How to treat anger: CBT and Mindfulness skills can effectively reduce anger. The goal in treatment is to gain control so that anger is not so destructive. One learns thinking skills to decrease the extreme interpretations that can occur with anger, as well as problem solving (including avoidance and removal strategies) to both prevent and change angry responses if they have started. Mindfulness helps to increase awareness and relaxation strategies.
Insomnia is commonly associated with depression, difficulty regulating mood, and anxiety disorders. Sleep is significantly important in one’s physical and mental well-being, and research has now evolved to focus equally on depression causes sleep problems AND sleep problems cause depression. Moving adequately through sleep cycles is restorative for physical, cognitive, and emotional well-being.
When to seek treatment for insomnia: Therapy can help resolve sleep problems. It is helpful to find a therapist when one is having difficulty falling asleep, staying asleep, and waking for more than a month long.
How to treat Insomnia: CBT for Insomnia (CBT-I) is very effective to improve sleep and can occur in a short period of time if people are responsive to the interventions. CBT-I teaches people stimulus control, as people with sleep problems often have a weak association between sleep and their bed. A person can learn to strengthen the bed as a cue for sleep and weaken it as a cue for wakefulness . CBT-I individualizes sleep and wake times to each person, sets schedules and limits on the time spent in bed, and helps establish healthy sleep protocol to maintain that routine. Relaxation and thinking skills are taught to aid sleep.

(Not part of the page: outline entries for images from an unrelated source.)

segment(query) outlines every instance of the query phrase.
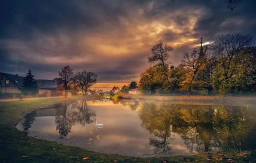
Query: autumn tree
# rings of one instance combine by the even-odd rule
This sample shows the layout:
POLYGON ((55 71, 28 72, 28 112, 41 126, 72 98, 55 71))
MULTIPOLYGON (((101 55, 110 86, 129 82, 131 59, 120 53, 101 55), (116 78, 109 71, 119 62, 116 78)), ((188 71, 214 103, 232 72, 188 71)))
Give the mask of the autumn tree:
POLYGON ((93 72, 88 72, 86 73, 86 80, 84 87, 85 95, 86 95, 87 89, 88 89, 97 83, 98 76, 98 75, 93 72))
POLYGON ((180 66, 184 71, 182 89, 189 95, 192 90, 212 90, 213 69, 215 63, 215 55, 210 51, 209 46, 197 46, 191 53, 185 52, 180 66))
MULTIPOLYGON (((81 87, 82 95, 84 96, 84 89, 86 83, 86 70, 83 70, 82 71, 78 72, 75 75, 75 80, 77 83, 78 83, 81 87)), ((85 94, 86 93, 85 93, 85 94)))
POLYGON ((22 79, 23 92, 30 95, 35 94, 37 92, 38 85, 34 76, 32 74, 32 71, 28 69, 28 72, 22 79))
POLYGON ((61 69, 61 71, 59 71, 59 77, 58 80, 58 85, 62 85, 65 88, 65 97, 67 97, 67 92, 69 85, 73 81, 74 74, 73 69, 69 66, 67 66, 61 69))
POLYGON ((171 51, 173 48, 169 45, 164 44, 163 42, 160 40, 155 44, 151 49, 151 57, 148 58, 150 63, 156 63, 158 65, 162 66, 165 71, 167 71, 166 66, 168 64, 167 60, 170 54, 168 52, 171 51))
POLYGON ((237 92, 237 88, 244 84, 248 72, 247 62, 252 58, 254 44, 250 34, 229 33, 215 38, 211 46, 218 59, 213 74, 215 89, 226 95, 237 92))
MULTIPOLYGON (((167 66, 165 66, 165 69, 169 72, 167 66)), ((154 93, 165 91, 166 86, 169 84, 166 80, 168 72, 163 67, 155 65, 147 69, 145 72, 140 75, 140 86, 142 89, 142 92, 145 94, 154 93)))

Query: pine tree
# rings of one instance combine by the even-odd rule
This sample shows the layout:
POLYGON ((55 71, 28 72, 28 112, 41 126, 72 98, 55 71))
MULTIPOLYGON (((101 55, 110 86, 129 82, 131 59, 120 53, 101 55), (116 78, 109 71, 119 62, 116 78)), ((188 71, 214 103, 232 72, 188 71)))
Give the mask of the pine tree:
POLYGON ((32 71, 29 69, 28 72, 22 80, 23 92, 25 94, 34 94, 37 91, 37 87, 38 87, 37 82, 34 78, 34 75, 32 75, 31 72, 32 71))

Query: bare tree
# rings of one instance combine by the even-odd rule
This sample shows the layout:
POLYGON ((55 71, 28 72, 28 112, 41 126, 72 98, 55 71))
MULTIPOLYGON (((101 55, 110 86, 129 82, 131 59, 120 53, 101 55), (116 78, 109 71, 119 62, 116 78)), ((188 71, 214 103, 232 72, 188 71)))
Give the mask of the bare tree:
POLYGON ((73 69, 69 66, 67 66, 61 69, 61 72, 59 71, 58 84, 63 85, 65 87, 65 97, 67 97, 67 91, 68 85, 73 81, 74 74, 73 69))
POLYGON ((167 43, 164 44, 163 42, 160 40, 151 49, 152 56, 148 58, 149 63, 157 63, 158 65, 162 66, 165 71, 166 71, 165 66, 168 63, 167 61, 170 56, 168 52, 172 50, 173 48, 170 45, 167 43))
POLYGON ((97 83, 98 75, 93 72, 88 72, 86 75, 86 82, 85 85, 85 94, 86 95, 87 89, 91 87, 93 85, 97 83))
MULTIPOLYGON (((206 3, 210 2, 212 0, 204 0, 207 1, 206 3)), ((219 1, 220 0, 215 0, 215 1, 219 1)), ((222 0, 222 1, 226 3, 228 5, 227 8, 230 8, 231 11, 233 11, 234 9, 238 5, 240 4, 243 0, 222 0)))
POLYGON ((241 59, 250 53, 245 48, 254 44, 254 39, 251 34, 229 33, 215 38, 211 48, 220 58, 219 62, 223 67, 225 80, 235 75, 236 65, 241 59), (235 66, 232 66, 232 63, 235 66))
POLYGON ((83 71, 77 72, 74 78, 76 82, 81 86, 82 95, 84 96, 84 89, 86 82, 86 70, 84 69, 83 71))

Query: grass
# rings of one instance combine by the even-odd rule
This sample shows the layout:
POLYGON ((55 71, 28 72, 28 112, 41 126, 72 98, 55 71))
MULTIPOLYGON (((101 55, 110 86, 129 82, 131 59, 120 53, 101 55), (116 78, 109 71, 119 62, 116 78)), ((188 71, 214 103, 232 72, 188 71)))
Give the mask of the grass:
POLYGON ((0 103, 0 162, 69 163, 69 162, 255 162, 256 152, 219 151, 202 152, 192 156, 163 158, 129 157, 88 151, 54 142, 36 139, 15 127, 27 112, 37 108, 68 100, 100 97, 72 97, 67 98, 40 99, 0 103), (31 145, 33 143, 33 145, 31 145), (53 149, 56 149, 55 150, 53 149), (23 157, 22 156, 25 156, 23 157), (27 157, 26 156, 27 156, 27 157), (88 157, 87 158, 87 157, 88 157), (87 159, 83 160, 84 158, 87 159), (229 159, 232 159, 229 160, 229 159))

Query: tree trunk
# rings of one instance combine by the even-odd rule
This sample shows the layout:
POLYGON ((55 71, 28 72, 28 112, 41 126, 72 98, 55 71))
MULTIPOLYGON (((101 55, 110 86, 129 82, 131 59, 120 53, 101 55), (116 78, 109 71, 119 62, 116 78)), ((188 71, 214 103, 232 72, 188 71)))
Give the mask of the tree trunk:
POLYGON ((86 96, 86 93, 87 93, 87 88, 85 89, 85 96, 86 96))
POLYGON ((84 96, 84 88, 83 87, 82 87, 82 96, 84 96))
POLYGON ((67 97, 67 87, 65 87, 65 97, 67 97))

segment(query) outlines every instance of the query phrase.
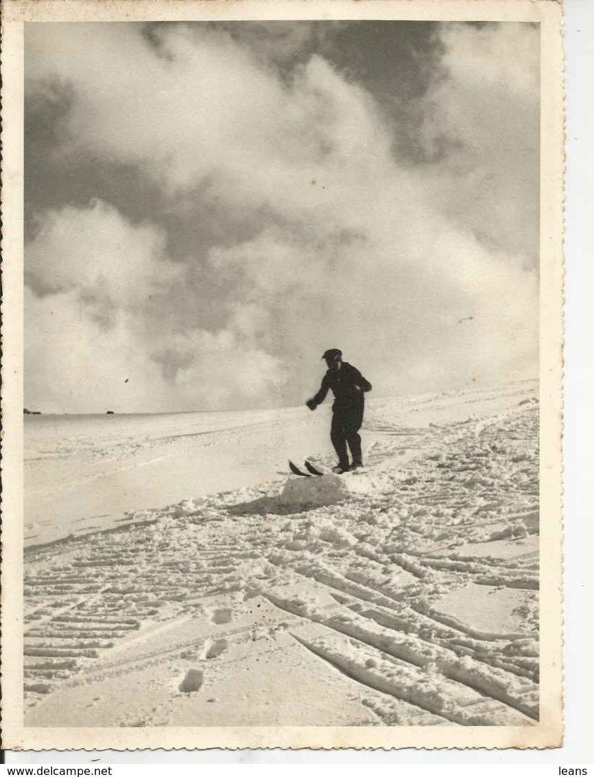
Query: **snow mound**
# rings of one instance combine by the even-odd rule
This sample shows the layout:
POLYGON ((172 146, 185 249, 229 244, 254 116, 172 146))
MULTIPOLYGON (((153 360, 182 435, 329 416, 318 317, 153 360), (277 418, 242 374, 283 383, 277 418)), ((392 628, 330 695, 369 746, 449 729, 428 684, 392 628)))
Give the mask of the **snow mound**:
POLYGON ((280 496, 283 504, 300 507, 323 507, 343 502, 356 494, 368 493, 371 483, 363 475, 345 477, 327 474, 321 477, 289 478, 280 496))

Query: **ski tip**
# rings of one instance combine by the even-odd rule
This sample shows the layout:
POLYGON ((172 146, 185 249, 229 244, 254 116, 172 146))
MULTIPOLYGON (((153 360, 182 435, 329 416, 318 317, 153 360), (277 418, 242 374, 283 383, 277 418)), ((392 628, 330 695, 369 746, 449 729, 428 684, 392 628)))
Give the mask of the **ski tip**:
POLYGON ((290 471, 293 472, 294 475, 300 475, 302 478, 310 477, 310 475, 307 472, 303 472, 299 469, 299 467, 296 467, 295 465, 293 463, 293 462, 290 461, 290 459, 289 460, 289 469, 290 469, 290 471))
POLYGON ((307 472, 311 472, 312 475, 317 475, 318 477, 321 477, 324 474, 324 472, 319 470, 318 467, 311 463, 311 462, 308 462, 307 459, 305 460, 305 469, 307 472))

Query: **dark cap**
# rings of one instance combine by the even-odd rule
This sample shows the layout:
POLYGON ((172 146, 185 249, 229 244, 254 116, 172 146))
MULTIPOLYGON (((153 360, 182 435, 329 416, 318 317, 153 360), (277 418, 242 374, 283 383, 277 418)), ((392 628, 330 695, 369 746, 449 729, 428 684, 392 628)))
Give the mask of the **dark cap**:
POLYGON ((322 359, 332 359, 335 361, 339 359, 342 356, 342 351, 339 348, 330 348, 328 350, 325 351, 322 359))

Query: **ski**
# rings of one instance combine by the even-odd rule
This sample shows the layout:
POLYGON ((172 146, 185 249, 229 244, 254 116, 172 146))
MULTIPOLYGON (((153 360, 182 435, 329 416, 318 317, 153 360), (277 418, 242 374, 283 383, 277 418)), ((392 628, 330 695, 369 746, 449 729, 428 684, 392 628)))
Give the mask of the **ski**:
POLYGON ((300 475, 302 478, 311 477, 309 472, 302 472, 301 470, 299 469, 299 467, 296 467, 295 465, 291 461, 289 462, 289 467, 290 468, 290 471, 293 472, 294 475, 300 475))
POLYGON ((305 469, 308 472, 311 472, 312 475, 317 475, 318 477, 321 477, 324 474, 311 462, 308 462, 307 458, 305 459, 305 469))

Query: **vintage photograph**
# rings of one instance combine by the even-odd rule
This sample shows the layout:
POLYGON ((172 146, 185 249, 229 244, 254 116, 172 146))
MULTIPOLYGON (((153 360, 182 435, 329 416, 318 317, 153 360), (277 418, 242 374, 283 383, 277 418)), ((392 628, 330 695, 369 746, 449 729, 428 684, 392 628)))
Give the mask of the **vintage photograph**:
POLYGON ((530 746, 542 51, 530 15, 24 22, 25 730, 530 746))

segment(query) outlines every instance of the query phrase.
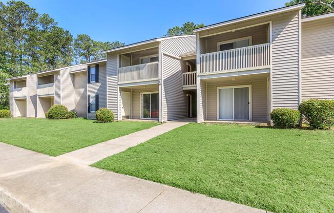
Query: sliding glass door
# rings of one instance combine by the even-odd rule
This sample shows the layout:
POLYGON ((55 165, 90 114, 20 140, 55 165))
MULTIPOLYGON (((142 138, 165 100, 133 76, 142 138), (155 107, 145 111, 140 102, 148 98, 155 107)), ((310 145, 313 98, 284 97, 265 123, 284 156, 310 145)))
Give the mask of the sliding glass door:
POLYGON ((219 120, 251 120, 251 86, 217 88, 219 120))
POLYGON ((140 94, 141 117, 144 119, 159 118, 159 94, 157 92, 140 94))

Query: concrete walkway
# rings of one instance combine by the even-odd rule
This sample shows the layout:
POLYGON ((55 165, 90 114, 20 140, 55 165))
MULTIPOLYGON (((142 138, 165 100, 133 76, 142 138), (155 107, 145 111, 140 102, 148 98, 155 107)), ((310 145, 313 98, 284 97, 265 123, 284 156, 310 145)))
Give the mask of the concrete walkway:
POLYGON ((75 163, 90 165, 187 123, 189 122, 186 121, 169 121, 147 130, 71 152, 56 158, 75 163))

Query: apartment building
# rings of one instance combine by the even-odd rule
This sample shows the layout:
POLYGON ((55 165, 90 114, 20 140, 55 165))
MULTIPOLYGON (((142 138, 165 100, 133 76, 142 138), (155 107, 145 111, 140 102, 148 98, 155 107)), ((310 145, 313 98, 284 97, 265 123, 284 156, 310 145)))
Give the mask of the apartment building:
POLYGON ((107 59, 11 78, 14 117, 54 104, 94 119, 270 121, 277 108, 334 99, 334 13, 304 3, 103 51, 107 59))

Treating Mood Disorder Symptoms
Dialectical Behavior Therapy (DBT) is a treatment that can be offered as a full, comprehensive package or as a stand alone skills training. It is commonly used for emotion dysregulation, depression, and ongoing life threatening behavior concerns. It successfully treats side effects of mood disorders: impulsive behaviors, relationship concerns, anxiety, stress and burnout.
Cognitive Behavior Therapy (CBT) is an evidence-based therapy that focuses more on the current situation, ways of living, and individual goals. CBT teaches people how to change ways of thinking (increase alternative or flexible thinking), feeling (increase positive emotions, more regulated emotions), and acting (how to replace previously ineffective behaviors with more effective behaviors).
Behavior Activation Treatment (BA) is an evidence-based therapy for depression and anxiety and considered a type of CBT.
How does BA work?: When people are depressed, there is an urge to isolate, withdraw, and avoid. The therapist and client create a collaborative schedule of pleasant events, including behaviors that are in line with ones’ values and that build competency and joy. The therapist offers ongoing support and troubleshooting to implement these behavioral changes, create a new way of living, and to ultimately decrease depression.
Collaborative Assessment and Management of Suicidality Treatment (CAMS) is one of a handful of evidence-based therapies for suicide. It is a framework that uses collaborative assessment and treatment planning between the therapist and client to reduce suicide risk, in particular when suicidal urges are newer and there aren’t other multi-diagnostic concerns (DBT would be recommended with more persistent symptoms).
How does CAMS work? Initial suicide assessment is completed to identify “drivers” that make one suicidal and client and therapist agree on a plan to reduce the drivers. Any evidence based treatment approaches can be used to treat the specific drivers and increase reasons for living. Kim is a CAMS trained clinician.